Conférence
Du 31 mars au 1er avril 2023. Johns Hopkins University à Baltimore (USA). Keynote speaker : Pierre-Marc De Biasi
Nudité(s)

Comment passer de l’innocence perdue dans « J’aime le souvenir de ces époques nues » de Baudelaire à la couverture du magazine Lui ? Qu’est-ce qui différencie une scène de nu dans Les Valseuses de Blier d’une étude de nu de Laure Albin-Guillot ? Qu’est-ce qui relie La Liberté guidant le peuple à une manifestation des FEMEN à Paris ? Quelles que soient les réponses à ces questions, le phénomène de la nudité appelle un examen sous de multiples angles, incitant à remettre en question ses modes de lecture typiques.
Dans un sens traditionnel, la nudité décrit un état sans vêtements. En anglais, il y a une distinction entre l’adjectif naked, un état de nudité vécu par soi-même malgré les normes, et nude, un état de nudité médiatisé par le regard et le désir des autres. De telles nuances en engendraient d’autres : quand une personne est nue, que voyons-nous ? Si on nous donne une voix nue, qu’entendons-nous?
Dans quelle mesure la nudité est-elle une question de geste, plus implicite qu’explicite, qui révèle ou révèle ? Pensez à la poitrine couverte dans le Tartuffe de Molière et à l’ébauche qui est « Mon coeur mis à nu » de Baudelaire. Les applications potentielles semblent illimitées, qu’elles soient religieuses, morales, politiques ou esthétiques. La nudité cristallise la morale d’une époque ; pour cette raison, elle est hautement contextuelle. 
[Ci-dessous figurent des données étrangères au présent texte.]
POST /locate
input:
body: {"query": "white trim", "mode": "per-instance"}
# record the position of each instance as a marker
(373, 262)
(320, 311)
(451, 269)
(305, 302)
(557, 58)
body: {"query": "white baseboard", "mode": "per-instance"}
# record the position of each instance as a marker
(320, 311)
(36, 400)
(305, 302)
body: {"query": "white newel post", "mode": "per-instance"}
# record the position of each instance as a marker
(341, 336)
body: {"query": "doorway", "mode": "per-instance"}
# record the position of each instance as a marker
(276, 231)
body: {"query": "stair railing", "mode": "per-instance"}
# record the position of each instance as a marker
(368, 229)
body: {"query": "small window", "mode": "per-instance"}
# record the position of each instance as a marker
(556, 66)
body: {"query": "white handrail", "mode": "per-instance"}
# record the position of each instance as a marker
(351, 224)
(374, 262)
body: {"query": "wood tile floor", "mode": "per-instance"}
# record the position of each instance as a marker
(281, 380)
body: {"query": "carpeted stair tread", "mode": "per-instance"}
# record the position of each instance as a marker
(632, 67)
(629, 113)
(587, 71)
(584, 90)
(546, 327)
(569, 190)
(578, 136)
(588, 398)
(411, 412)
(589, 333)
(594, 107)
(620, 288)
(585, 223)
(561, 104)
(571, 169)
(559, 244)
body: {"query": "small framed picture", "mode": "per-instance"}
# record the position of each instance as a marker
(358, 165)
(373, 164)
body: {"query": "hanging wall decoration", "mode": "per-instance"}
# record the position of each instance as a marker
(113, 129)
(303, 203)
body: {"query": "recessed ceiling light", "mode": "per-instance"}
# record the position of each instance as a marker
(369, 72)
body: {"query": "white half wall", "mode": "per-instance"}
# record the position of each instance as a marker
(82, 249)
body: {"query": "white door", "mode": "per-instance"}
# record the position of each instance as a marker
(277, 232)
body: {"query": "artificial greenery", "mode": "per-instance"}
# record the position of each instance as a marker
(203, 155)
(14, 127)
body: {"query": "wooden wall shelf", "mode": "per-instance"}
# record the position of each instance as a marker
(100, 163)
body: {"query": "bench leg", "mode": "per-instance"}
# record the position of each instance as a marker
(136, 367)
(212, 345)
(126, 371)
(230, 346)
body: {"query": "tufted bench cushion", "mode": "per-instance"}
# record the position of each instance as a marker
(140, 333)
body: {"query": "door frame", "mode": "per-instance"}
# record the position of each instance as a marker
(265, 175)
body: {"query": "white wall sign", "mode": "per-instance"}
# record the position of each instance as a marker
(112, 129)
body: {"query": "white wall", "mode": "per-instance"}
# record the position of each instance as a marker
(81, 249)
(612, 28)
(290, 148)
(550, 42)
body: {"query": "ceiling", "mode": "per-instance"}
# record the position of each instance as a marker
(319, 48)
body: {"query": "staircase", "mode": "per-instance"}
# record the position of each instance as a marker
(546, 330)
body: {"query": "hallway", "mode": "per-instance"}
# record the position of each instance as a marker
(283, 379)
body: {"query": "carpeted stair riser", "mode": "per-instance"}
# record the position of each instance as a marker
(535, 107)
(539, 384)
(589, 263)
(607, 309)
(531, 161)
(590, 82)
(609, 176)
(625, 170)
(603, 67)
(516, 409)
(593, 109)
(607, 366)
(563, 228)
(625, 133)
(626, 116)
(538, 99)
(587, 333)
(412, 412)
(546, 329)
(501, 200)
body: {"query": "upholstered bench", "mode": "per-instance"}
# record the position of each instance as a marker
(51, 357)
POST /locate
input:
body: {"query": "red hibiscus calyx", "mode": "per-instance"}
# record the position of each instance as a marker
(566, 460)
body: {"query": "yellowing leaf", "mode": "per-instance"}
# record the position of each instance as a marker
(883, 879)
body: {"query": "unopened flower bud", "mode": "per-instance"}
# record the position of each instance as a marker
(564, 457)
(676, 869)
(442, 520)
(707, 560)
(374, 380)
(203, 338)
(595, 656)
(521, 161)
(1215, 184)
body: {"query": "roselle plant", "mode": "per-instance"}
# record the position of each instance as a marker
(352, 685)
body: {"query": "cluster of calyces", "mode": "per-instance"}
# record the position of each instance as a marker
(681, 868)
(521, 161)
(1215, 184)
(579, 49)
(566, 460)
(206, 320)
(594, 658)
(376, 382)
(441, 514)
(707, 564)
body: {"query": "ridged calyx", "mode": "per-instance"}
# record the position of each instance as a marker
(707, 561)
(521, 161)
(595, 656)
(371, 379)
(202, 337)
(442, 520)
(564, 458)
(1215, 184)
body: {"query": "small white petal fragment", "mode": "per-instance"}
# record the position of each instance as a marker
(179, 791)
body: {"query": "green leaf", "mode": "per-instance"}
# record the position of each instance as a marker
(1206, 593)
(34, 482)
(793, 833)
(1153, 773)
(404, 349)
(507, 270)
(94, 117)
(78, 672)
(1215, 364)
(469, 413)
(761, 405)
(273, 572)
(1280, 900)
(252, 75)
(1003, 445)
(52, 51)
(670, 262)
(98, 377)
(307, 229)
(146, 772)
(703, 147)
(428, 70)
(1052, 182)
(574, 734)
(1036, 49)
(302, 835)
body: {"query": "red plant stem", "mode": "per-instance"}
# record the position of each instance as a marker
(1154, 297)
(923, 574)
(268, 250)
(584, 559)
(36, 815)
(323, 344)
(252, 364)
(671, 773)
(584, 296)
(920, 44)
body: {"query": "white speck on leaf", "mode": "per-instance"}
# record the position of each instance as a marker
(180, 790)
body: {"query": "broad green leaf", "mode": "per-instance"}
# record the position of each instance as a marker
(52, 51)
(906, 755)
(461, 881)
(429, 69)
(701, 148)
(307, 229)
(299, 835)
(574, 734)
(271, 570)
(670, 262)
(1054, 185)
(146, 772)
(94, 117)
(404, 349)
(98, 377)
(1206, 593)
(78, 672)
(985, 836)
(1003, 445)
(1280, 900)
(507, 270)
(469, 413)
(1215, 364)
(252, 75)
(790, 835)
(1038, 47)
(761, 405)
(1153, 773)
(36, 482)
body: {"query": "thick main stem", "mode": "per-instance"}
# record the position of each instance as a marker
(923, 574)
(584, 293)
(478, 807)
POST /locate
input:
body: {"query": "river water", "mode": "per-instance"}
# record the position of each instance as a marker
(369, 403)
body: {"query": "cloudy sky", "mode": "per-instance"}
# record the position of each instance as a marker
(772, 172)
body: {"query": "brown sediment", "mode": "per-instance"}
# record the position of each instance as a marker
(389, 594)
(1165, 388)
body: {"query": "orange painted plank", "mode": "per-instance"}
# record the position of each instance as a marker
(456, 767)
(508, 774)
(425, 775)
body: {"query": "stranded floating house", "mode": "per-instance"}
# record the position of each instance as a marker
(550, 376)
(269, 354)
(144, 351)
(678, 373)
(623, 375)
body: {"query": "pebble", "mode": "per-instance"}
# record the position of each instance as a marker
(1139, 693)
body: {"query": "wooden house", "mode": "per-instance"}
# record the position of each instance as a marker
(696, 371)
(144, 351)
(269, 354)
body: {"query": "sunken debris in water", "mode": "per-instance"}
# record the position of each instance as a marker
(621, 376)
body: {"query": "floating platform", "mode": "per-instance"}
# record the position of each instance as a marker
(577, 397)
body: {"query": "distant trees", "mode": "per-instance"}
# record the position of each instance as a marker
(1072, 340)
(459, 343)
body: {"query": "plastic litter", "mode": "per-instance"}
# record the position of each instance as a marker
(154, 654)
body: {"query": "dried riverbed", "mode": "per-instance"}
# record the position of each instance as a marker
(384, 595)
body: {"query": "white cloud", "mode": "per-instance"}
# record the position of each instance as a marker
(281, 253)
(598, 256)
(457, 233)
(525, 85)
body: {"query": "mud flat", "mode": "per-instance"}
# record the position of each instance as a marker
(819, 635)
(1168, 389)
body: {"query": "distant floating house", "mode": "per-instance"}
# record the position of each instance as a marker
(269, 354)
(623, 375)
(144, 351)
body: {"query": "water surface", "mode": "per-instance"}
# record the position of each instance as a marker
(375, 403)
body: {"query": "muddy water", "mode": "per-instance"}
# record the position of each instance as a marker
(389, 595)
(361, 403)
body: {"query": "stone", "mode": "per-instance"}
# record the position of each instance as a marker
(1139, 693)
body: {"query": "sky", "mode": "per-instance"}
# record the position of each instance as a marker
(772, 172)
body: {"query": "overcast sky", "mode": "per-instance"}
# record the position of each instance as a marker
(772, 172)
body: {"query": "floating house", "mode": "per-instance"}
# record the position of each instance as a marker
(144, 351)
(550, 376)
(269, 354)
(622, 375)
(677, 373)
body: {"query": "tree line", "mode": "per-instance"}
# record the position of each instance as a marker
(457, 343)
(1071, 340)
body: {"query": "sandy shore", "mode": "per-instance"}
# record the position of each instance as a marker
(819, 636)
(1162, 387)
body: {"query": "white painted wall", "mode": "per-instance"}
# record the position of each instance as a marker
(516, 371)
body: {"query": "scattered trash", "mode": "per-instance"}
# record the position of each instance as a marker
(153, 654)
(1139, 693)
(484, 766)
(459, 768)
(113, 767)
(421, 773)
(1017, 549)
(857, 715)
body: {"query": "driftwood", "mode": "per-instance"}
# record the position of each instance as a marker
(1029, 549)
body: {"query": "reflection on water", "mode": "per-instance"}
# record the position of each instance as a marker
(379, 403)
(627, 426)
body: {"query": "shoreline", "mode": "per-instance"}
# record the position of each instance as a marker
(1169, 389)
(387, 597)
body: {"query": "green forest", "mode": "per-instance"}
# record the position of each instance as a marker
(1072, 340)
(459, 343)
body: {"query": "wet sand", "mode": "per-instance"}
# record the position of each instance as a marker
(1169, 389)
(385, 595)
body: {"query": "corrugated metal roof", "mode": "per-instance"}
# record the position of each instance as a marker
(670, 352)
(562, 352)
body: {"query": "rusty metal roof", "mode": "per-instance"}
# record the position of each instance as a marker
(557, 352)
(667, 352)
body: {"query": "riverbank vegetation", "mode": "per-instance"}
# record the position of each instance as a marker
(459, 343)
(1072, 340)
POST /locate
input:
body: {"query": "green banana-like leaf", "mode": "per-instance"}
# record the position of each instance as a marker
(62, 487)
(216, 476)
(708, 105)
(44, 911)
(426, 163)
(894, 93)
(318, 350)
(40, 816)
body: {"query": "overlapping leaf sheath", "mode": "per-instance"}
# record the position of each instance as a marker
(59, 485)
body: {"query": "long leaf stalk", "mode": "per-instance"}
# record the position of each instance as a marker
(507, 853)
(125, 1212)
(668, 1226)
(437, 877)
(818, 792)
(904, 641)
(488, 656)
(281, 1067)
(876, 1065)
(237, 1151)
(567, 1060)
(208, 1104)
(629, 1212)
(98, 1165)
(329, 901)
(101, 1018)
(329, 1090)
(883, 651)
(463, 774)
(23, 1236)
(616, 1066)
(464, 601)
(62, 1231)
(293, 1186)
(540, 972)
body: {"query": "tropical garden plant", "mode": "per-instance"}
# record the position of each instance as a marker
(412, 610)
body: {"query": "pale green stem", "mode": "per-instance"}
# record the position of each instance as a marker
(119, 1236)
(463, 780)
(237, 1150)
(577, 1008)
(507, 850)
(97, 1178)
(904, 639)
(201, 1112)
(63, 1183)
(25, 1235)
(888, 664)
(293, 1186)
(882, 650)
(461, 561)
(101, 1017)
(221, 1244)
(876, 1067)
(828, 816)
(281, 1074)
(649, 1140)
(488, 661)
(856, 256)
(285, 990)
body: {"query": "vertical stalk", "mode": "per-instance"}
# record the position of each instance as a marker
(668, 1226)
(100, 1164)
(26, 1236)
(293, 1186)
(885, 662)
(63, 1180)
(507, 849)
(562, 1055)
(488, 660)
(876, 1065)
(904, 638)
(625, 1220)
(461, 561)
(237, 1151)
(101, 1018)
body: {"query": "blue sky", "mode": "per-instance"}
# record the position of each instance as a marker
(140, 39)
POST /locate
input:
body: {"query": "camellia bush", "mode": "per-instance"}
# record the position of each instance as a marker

Pendant la Renaissance, à la découverte du Nouveau Monde, la nudité était liée à l’étrangeté. On se souviendra de la fameuse phrase de Montaigne : « Mais quoi ! Ils ne portent point de hauts-de-chausses. » L’Histoire d’un voyage fait en la terre du Brésil de Jean de Léry montre la tension entre l’érotisme et la transgression lorsque les colonisateurs français ont tenté de s’habiller de femmes brésiliennes asservies. Au début de l’ère moderne, le Voyage autour du monde de Louis Antoine de Bougainville associe la nudité masculine à ceux qui quittent la société européenne.
Dans Les Bijoux indiscrets, Diderot fait de la nudité une métaphore de la quête de l’essence à travers le dévoilement, métaphore amplifiée par la rhétorique libertine sur les masques et la vérité. Au XIXe siècle, la nudité dans la littérature a acquis une autre dimension dans la poésie de Rimbaud, où elle peut être associée à la déformation d’un Vénus anadyomène. Dans les récits autobiographiques, l’écriture est souvent présentée comme une forme de nudité – celle que Hervé Guibert explore au carrefour de la littérature et de la photographie et qui fait l’objet de récents débats autour de l’autofiction. 
Aujourd’hui, dans les domaines français et francophone, la nudité est parfois un sous-genre reconnu et valide de la photographie. À d’autres moments, il s’agit d’un choix esthétique dans le théâtre et la performance, d’une arme politique, d’une question économique et numérique en ce qui concerne la censure exercée par certaines entreprises privées comme Instagram, ou d’un objet érotique en ce qui concerne la pratique d’envoyer des « nus ». et ses commodifications.
Les nudités nous amènent à remettre en question le regard comme puissance normative, car elles se réfèrent à des faits dont les implications sociales et culturelles sont indéniables. La variation des normes et des marges de nudité dans le temps, l’espace, la société, l’âge et le sexe en est la preuve. Phénomène anthropologique et ethnique, la nudité, en particulier la « nudité du visage » (Lévinas), problématise notre responsabilité envers nous-mêmes autant qu’envers les autres. Est-ce que cela rend la nudité non humaine impossible ?  
Loin de tout avoir montré, la nudité est de nature résolument plurielle, et nous espérons que ce colloque consacré à la question des nudités dans les espaces français et francophones nous aidera à en dévoiler les secrets.